Gianandrea Noseda si cimenta al suo Regio con il Fidelio. Ieri terza delle otto rappresentazioni, in un Regio assai affollato, accolta da un autentico trionfo, minuti e minuti di applausi e corsette al proscenio a non finire per tutti i protagonisti.
Il mio concittadino ha confermato di essere oggi uno dei migliori Kapellmeister, con un'interpretazione a dir poco eccellente, dai primi accordi secchi di MI maggiore dell'Ouverture, fino alla poderosa semiminima in DO che chiude l'opera. Passando per un memorabile attacco del finale primo e un'altrettanto emozionante apertura del second'atto. Naturalmente sorretto dalla forma dell'orchestra, un insieme compatto, in cui hanno spiccato prestazioni solistiche di prim'ordine (corni e fagotti su tutti). Ma perfetto anche il Coro di Claudio Fenoglio, nel memorabile O welche Lust e nel travolgente finale. Bravo e complimenti a Noseda anche per non aver ceduto alla perenne tentazione di infilare la Leonore III prima del finale: non siamo ad un concerto, vivaddio!
Gli interpreti non saranno tutti membri effettivi dello star-system, ma hanno offerto prestazioni ampiamente al di sopra della sufficienza, a partire dalla Merbeth, una Leonore vocalmente adeguata (cui perdoneremo qualche… eccesso di foga) per passare ad Hawlata, un Rocco misurato e dalla voce calda e rotonda. Gallo è un Pizarro con qualche eccesso di brutalità, ma compensata da grande sicurezza. Storey pare sempre sul punto di impiccarsi, appena arriva al SOL sopra il rigo, però il suo Florestan non è stato per nulla disprezzabile, compresi i tre SIb sparati con sicurezza. La Marzelline della Or sé l'è cavata dignitosamente, pur mostrando una voce non troppo robusta. Stessa cosa dicasi per Kaimbacher, un discreto Jaquino. Il Fernando di Holzer senza infamia e senza lode, ma comunque sopra il livello di guardia. Pena e Jurlin efficaci nei piccoli ma importanti interventi nel coro dei prigionieri.
Insomma, musicalmente un Fidelio per me più che positivo ed emozionante.
Grazie anche alla regìa. Mario Martone non propone improbabili invenzioni, tanto per accontentare qualche schizzinoso che si annoierebbe di un allestimento fedele allo spirito dell'originale, ma così accontenta la stragrande maggioranza del pubblico che – oltre ad ascoltare un Fidelio di alto livello – ne vive il significato più autentico: la razionale condanna di ogni forma di violenza e sopraffazione, e la nobiltà della fede incrollabile nel prevalere della giustizia, di cui Leonore è simbolo assoluto.
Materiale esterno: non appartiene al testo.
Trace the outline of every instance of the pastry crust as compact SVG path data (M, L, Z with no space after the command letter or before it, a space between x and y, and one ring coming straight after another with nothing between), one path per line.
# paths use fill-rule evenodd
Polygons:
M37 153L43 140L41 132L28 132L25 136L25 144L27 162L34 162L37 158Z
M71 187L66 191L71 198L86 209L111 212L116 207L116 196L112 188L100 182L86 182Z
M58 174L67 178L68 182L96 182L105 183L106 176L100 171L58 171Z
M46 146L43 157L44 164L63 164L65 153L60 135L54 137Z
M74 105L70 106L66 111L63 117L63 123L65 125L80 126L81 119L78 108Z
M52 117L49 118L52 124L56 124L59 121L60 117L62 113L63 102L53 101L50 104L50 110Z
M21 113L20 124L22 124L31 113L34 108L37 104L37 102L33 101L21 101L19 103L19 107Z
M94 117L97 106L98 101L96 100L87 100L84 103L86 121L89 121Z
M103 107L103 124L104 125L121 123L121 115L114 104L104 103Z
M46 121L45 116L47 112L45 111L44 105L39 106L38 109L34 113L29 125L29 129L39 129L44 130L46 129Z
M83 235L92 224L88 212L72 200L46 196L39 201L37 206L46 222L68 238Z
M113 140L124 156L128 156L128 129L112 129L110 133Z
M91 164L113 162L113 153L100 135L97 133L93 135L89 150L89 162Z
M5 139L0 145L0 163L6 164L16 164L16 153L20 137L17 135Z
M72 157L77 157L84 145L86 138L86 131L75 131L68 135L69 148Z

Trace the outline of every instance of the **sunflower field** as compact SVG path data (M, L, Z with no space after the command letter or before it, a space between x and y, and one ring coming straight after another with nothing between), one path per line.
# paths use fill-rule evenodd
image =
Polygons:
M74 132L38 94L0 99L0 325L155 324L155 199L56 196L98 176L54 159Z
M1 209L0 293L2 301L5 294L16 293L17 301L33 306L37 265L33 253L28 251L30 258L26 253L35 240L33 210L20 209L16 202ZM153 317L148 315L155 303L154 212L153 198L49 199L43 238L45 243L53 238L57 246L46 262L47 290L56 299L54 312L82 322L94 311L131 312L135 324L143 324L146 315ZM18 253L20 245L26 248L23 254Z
Lo scenario è quello di un campo di concentramento, più che di un carcere, la torretta (con altoparlanti) ci rimanda ad Auschwitz, o a qualche siberiano Gulag. Efficacissimo il posizionamento della cella in cui è rinchiuso Florestan, posta nell'angolo sinistro del palco (guardando dal pubblico) e proprio sopra la buca dell'orchestra. Già all'attacco dell'Ouverture un occhio di bue ne illumina la porta ferrata con luce radente, che getta sul bianco sipario tagliafuoco l'ombra di una grata, simbolo dell'oppressione. La scena è assai povera, ponteggi innocenti che servono fra l'altro a rappresentare il piano terra, rispetto al sotterraneo in cui si svolge gran parte del secondo atto. Costumi apparentemente più ottocenteschi che moderni, ma efficaci a presentare la condizione dell'umanità tenuta ingiustamente in catene. Anche Martone non resiste alla tentazione di far scendere in platea un personaggio (Pizarro che legge la lettera-spiata che lo avverte del pericolo) ma è cosa da poco, rispetto agli eccessi canadesi appena visti in Scala.
Efficace e lodevole la direzione dei movimenti di singoli e masse; su tutto lo scatenamento dei prigionieri da parte delle loro donne, a seguito dell'intervento riparatore del Dom.
In conclusione, un bellissimo pomeriggio di musica e di arte. Grazie al Regio e a Torino.